Всё хорошо обходилось, пока мост не взорвали партизаны. А как взорвали мост, немцы прямо озверели. В Сердюковку гестаповцы приехали. Школу, изверги, заняли, в школе людей пытали.

В Сердюковке и схватили Стёпку. Чей? Откуда? Партизан? Он молчит. Избили, конечно. И — в подвал. Там подвал был при школе, учитель раньше картошку в нём держал. А гестаповцы тюрьму из него сделали.

Там уж было полно арестованных. Кто — партизан, а кого и так, за компанию схватили. Втолкнули Стёпку. Стоит у дверей, трясётся. Старушка уборщица в школе жила. Упросила она немцев, чтоб позволили соломы заключённым принести.

Тащит огромную охапку соломы. Открыл ей немец дверь, и увидала она Стёпку. «Беги», — ему. Сама соломой от немца загородила, вроде не может протиснуться. Стёпка растерялся. Она опять: «Беги!» Он и шмыгнул в сени.

Немец услышал — и за ним. Тут другие фашисты прибежали на шум. И — в погоню.

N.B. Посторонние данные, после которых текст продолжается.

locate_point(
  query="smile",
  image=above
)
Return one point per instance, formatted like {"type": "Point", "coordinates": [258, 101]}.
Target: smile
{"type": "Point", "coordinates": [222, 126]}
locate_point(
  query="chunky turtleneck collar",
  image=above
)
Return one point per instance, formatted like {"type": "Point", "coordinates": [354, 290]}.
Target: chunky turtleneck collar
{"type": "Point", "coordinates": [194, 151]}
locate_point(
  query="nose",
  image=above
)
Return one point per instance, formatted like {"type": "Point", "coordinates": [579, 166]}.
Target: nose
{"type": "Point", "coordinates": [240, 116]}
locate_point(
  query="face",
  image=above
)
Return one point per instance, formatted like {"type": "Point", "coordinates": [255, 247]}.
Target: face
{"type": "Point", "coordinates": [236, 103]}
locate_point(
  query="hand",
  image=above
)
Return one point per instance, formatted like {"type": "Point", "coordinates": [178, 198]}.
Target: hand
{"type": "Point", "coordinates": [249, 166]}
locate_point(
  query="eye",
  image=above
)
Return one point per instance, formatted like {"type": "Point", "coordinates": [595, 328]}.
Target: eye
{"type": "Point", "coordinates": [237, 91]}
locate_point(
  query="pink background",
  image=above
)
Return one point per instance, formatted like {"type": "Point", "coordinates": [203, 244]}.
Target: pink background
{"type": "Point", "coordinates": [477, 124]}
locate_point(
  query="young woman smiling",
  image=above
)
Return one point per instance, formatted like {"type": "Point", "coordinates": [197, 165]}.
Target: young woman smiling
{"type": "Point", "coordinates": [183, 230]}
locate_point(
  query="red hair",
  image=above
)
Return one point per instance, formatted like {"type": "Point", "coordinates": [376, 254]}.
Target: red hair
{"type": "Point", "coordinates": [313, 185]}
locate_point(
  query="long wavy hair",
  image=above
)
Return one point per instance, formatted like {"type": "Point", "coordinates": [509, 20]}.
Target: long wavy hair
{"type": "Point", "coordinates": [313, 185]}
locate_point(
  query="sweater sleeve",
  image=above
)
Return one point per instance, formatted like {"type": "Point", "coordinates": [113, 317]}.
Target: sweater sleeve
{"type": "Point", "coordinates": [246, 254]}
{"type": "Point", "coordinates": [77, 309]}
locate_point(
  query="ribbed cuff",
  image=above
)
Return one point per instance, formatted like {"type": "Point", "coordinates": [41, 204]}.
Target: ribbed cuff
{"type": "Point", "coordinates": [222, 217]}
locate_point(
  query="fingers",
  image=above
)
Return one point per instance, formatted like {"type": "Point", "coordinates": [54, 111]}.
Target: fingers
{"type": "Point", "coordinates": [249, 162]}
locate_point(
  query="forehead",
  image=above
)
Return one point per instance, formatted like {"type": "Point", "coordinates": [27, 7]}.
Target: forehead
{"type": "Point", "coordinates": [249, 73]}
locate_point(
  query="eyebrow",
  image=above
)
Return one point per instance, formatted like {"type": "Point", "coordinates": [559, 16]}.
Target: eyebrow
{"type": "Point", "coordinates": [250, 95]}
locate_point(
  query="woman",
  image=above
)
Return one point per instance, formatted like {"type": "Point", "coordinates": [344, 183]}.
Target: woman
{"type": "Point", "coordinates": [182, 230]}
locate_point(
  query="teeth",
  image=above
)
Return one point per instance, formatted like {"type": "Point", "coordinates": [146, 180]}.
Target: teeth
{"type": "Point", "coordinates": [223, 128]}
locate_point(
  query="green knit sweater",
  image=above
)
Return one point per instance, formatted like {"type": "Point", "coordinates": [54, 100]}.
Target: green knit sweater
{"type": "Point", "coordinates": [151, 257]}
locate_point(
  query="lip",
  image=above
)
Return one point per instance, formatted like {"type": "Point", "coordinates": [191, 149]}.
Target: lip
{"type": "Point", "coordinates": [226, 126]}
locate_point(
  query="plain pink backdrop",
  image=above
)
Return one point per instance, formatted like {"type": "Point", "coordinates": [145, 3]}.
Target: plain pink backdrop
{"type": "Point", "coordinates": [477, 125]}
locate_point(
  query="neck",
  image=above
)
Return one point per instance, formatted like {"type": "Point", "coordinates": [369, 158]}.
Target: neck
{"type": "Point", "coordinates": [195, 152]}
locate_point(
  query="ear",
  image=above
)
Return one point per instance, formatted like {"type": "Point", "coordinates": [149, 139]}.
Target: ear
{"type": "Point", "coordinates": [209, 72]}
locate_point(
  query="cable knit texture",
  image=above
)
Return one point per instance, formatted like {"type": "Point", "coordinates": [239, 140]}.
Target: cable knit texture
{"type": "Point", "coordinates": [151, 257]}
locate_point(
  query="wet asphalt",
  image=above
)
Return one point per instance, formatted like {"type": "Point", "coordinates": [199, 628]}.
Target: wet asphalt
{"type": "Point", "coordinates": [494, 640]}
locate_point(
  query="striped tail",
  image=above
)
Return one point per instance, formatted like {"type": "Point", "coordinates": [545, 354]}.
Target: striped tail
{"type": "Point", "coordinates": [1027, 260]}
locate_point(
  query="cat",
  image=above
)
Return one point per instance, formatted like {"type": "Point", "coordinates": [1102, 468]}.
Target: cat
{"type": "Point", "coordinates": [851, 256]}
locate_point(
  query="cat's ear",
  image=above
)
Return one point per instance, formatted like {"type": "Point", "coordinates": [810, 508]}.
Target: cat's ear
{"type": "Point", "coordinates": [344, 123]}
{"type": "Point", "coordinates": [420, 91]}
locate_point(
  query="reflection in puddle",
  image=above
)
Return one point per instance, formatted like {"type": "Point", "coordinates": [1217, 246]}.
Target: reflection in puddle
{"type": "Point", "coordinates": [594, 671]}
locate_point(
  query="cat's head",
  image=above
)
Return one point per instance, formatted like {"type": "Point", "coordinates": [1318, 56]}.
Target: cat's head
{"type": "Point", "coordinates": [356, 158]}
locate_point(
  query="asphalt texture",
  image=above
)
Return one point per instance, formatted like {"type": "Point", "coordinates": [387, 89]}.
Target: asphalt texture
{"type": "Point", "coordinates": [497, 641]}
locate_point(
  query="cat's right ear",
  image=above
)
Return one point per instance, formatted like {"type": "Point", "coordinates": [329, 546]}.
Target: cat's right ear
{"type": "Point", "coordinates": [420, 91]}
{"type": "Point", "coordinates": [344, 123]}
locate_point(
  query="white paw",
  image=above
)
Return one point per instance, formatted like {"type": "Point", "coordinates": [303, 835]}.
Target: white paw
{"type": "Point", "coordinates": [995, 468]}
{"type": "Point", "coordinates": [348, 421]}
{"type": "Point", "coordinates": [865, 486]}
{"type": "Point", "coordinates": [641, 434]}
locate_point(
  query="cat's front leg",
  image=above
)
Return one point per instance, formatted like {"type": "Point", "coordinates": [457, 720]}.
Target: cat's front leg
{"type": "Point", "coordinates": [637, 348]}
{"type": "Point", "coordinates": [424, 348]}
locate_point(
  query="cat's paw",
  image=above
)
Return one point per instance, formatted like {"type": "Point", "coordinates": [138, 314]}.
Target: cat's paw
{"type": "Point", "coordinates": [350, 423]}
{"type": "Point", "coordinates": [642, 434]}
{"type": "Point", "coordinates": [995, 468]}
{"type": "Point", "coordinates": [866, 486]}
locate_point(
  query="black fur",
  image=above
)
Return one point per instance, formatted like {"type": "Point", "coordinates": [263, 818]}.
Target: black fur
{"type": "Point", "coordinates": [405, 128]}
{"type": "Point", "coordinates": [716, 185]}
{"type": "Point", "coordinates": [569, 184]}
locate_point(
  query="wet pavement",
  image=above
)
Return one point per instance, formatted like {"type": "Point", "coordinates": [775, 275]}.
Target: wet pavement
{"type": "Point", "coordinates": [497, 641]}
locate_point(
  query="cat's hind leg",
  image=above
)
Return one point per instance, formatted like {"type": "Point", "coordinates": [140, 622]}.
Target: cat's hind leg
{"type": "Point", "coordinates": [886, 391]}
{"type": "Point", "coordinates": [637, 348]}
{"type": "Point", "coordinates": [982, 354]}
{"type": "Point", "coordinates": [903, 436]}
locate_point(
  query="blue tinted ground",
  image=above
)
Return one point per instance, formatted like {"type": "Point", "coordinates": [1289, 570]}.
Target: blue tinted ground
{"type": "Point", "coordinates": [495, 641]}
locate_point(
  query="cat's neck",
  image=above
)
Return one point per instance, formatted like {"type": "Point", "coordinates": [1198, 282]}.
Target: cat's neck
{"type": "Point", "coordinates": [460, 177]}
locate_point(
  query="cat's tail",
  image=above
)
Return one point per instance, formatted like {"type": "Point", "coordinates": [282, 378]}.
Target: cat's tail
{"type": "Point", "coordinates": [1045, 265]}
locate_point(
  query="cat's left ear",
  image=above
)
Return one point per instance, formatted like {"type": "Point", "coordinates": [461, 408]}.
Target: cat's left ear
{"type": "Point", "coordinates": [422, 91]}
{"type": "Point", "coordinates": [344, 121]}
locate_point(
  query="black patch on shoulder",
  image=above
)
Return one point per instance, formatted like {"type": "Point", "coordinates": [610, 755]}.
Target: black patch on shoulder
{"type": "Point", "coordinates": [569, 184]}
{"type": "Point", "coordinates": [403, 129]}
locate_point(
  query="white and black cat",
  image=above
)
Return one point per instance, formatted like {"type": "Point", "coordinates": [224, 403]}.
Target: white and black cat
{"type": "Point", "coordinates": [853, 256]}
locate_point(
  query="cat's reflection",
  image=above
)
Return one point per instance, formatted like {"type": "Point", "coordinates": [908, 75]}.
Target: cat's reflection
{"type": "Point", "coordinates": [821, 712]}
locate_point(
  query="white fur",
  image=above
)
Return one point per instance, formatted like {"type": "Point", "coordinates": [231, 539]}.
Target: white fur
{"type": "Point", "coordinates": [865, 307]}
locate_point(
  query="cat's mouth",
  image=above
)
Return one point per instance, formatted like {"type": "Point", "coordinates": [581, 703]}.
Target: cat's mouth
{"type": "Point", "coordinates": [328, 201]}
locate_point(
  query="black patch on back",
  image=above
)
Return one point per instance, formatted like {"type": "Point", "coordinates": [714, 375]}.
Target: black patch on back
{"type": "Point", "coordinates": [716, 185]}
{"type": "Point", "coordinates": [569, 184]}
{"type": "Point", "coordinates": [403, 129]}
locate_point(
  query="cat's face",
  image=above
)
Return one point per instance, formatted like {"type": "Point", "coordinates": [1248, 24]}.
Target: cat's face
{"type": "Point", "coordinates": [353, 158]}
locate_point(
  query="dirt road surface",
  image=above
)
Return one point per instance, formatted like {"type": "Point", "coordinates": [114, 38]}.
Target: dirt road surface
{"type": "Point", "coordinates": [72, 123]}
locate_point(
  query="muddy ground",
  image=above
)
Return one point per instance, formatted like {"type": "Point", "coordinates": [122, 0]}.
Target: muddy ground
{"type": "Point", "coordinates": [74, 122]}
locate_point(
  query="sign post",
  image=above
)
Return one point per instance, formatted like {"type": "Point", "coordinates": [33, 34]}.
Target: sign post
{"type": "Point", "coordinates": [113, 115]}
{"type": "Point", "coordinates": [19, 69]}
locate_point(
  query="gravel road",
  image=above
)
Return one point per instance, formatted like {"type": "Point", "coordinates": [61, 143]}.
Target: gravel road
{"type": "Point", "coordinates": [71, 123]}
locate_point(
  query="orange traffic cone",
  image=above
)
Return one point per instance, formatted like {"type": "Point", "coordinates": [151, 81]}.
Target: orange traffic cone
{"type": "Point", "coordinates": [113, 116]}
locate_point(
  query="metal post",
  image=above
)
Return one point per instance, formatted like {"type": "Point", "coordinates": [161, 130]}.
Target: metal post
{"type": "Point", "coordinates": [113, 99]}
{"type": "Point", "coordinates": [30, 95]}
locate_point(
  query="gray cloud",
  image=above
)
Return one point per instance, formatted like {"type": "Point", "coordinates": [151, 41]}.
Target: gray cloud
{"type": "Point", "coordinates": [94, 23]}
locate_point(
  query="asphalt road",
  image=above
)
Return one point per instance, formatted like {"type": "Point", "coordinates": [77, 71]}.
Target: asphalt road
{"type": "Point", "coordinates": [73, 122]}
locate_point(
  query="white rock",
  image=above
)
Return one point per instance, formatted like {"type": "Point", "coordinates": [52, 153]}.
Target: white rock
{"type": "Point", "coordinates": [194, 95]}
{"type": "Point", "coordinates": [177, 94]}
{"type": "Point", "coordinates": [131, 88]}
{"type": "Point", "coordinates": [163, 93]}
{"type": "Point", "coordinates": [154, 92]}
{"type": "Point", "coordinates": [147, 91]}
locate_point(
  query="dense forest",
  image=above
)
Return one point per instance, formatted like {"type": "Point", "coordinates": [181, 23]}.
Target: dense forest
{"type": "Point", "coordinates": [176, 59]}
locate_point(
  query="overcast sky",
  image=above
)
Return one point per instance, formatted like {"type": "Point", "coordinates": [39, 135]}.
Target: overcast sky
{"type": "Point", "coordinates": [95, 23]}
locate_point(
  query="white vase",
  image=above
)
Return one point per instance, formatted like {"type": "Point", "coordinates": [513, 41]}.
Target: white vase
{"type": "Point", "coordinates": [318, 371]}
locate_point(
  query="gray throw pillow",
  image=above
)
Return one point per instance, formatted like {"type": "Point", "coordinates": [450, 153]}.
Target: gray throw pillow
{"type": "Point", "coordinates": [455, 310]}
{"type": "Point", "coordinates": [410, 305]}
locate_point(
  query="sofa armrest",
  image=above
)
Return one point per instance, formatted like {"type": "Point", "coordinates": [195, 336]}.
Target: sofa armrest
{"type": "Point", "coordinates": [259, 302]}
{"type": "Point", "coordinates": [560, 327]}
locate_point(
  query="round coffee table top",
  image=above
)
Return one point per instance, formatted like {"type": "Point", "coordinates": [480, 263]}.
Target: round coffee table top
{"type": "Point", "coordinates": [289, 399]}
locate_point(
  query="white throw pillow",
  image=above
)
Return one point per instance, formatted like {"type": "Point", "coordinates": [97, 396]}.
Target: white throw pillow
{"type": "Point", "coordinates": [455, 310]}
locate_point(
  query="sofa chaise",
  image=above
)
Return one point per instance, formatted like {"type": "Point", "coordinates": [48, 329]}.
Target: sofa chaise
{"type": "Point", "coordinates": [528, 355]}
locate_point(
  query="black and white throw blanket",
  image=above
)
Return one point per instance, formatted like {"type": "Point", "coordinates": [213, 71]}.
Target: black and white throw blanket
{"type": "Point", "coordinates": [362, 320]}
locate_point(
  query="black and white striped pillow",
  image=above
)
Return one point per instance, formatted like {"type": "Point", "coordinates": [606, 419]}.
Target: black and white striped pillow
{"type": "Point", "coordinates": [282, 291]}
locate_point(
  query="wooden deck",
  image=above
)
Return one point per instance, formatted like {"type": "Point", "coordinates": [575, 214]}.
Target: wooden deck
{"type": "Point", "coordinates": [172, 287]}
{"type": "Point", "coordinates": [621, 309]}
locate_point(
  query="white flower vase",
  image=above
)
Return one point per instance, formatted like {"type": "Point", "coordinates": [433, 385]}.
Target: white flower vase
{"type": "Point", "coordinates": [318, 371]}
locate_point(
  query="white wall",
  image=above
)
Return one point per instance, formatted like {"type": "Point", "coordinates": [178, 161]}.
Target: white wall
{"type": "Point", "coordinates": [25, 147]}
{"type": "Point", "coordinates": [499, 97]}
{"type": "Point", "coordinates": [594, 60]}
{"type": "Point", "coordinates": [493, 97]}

А ночь. Стёпка по-за домами — да в лес. Кабы не снег, не видали бы его немцы. А на снегу видать. Стреляют. И попал один. У самого леса уж был Стёпка. Упал, ползком протащился метров двести. Немцы отстали — в лес боялись идти. А он память потерял. В бедро пуля угодила. Да избитый. Да перепуганный. Силы-то и кончились…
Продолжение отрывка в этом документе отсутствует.